Прапор из роты охраны за три рубля на станке железо, что из нас вынимали, просверливал, медальоны делал. Если цепочку хочешь, ещё пятёрку гони. У кого автоматная пуля, тому хорошо — аккуратненько, у кого пистолетная (экзотика), так он молоком плющил, а у кого осколок, острые края надфилем обтачивал. Все себе заказали, один я, как мудак последний, завернул в подшиву, денег пожалел. Решил, что не поеду домой в форме, куплю какую-нибудь «гражданку». Парадку-то мне из части прислали, да не мою. На размер больше и не новую. Совсем не дембельская парадка, позорная. А из госпиталя вышел, в универмаг зашёл, так всё в книжном отделе и оставил. Средняя Азия, вокруг песок и говно, а на полке трёхтомное репринтное издание толковой Библии Лопухина. К тысячелетию крещения Руси издана. Красивая, переплёт дорогой, бумага рисовая с иллюстрациями. Так и ехал домой пугалом с красным дерматиновым дипломатом, в котором зубная щётка, бритва, Библия, дембельский альбом недорисованный и осколок восьмидесяти двух миллиметровой мины в подшиве. Ощущал себя миссионером. Подданным Её Величества. Термез-Петербург-Лондон транзит.
Как уходил в армию — помню, а как возвращался — нет. Ни вокзала не помню, ни дороги домой. Встречал меня кто, обнимал, плакал? Выключено. Потёрто. Уже декабрь, сессия скоро, а меня восстановили. Пришёл на лекцию по математике. На доске формулы, закорючки какие-то, интегралы. А я ничего не понимаю, не соображаю. Раскрыл тетрадку и под темой занятия печатными буквами вывел: «Хочу быть прапорщиком». Так я ту математику и не постиг. В деканате пожалели, уговорили преподавателя, поставил мне четвёрку. И Библию так ни разу и не открыл. Стоит на полке за стеклом. Красивая, основательная, респектабельная.

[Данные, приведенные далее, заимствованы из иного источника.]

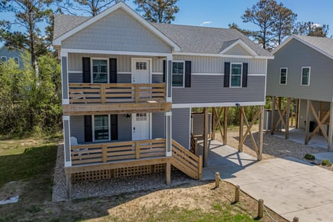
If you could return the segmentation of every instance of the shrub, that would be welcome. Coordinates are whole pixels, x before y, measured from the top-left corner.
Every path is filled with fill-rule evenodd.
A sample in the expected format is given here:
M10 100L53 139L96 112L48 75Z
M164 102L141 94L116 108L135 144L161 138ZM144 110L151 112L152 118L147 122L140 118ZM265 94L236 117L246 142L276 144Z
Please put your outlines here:
M305 154L304 157L307 160L314 160L316 159L316 157L314 155L313 155L311 154L309 154L309 153Z
M332 163L330 161L330 160L321 160L321 164L323 166L332 166Z

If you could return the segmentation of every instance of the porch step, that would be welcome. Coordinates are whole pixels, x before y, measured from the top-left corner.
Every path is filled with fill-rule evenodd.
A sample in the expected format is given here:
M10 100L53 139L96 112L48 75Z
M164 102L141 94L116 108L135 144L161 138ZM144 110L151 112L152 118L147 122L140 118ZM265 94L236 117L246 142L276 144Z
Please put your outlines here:
M172 140L171 164L194 179L201 179L202 156L197 157L174 140Z

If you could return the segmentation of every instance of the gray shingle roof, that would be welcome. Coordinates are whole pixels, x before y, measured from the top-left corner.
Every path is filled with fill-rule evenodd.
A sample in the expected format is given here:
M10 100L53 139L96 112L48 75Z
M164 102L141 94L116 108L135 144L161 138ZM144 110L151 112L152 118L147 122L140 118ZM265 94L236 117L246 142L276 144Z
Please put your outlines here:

Время от времени поглядывал на дорогу. Послушники туда-сюда ходят, туристы, велосипедисты, собаки то по одной, то стаями. У всех свои мотивы движения. А я в стороне, на завоёванном одеялом берегу и благодаря этому одеялу вписан в декорацию, зачислен в штат с испытательным сроком.
Пока страницы мусолил, день и скончался. Последнюю страницу перевернул, сплюнул в камни кислятиной, поднялся с земли. Тут как раз Лёха с уловом.

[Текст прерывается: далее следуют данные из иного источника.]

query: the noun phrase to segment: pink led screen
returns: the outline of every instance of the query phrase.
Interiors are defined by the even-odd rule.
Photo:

— Ты посмотри, какие лапти!
— Браконьер.
— Никак нет, вашество! Честная снасть. Натуральное единоборство со стихией. Хемингуэй в чистом виде. Так бились, думал, что лодку перевернут. Сгинул бы в хладных волнах под колокольный звон.
— Что-то маловато словил.
— Тебя не поймёшь. То «браконьер», то «мало словил». Уж определись. По мне и эти две прекрасны, тем паче что мы больше не съедим. Или эта твоя московская герлица отличается изрядным аппетитом? Если бы предупредил сразу, я бы динамит захватил или сеть. Вообще, я сейчас выступаю в роли добытчика, мужчины, охотника. А ты со своими, — Лёха наклонил голову и прочёл название на обложке, — «похождениями худого» вообще имеешь право только сторожить наш сон у входа в пещеру.
— Это чей это «ваш»?
— Мой сон охотника и сон моей женщины, которую я украду из соседнего племени для рождения здорового потомства.
— На баб потянуло?
— Всё ясно. Книжку ты себе выбрал соответственно интеллекту.

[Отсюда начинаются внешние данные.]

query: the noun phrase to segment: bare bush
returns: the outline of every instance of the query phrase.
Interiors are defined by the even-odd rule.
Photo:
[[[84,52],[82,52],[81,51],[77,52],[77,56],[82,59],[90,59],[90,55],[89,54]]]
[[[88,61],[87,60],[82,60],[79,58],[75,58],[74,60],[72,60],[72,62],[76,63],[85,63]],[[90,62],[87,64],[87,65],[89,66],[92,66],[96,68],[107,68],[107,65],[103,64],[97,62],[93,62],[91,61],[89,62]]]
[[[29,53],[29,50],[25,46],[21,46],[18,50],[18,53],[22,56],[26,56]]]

— Послушайте, мужчина-добытчик, в вашем каменном веке дуэли уже распространены?
— В нашем веке распространены обычаи чистить рыбу тем, кто не ходил на промысел. И обычаи эти не обсуждаются. Или дуэль? Вместо дуэли скоблил рыбу на берегу, кидая кишки и головы в море. Не уверен, что это правильно. Требуха болталась у самого берега, портя глянец бухты. Но вылавливать уже было поздно — не лезть же за ней в холодную и мокрую воду. Не поднимаясь с корточек, огляделся. Вроде никто моего безобразия не заметил. Ну и ладно тогда. Ничего страшного, смоет всё.
Подошёл небольшой частный катер с десятком пассажиров. Машка прыгнула на пирс первой, молча вручила мне сумку, чмокнула в щёку и, ни слова не сказав, быстро пошла по настилу. Я некоторое время постоял, ожидая, что мне помашут рукой, но она проскользнула мимо ряда опрокинутых лодок и скрылась за ангаром. Когда с сумкой на плече я выбрался на дорогу, она уже поднималась на холм.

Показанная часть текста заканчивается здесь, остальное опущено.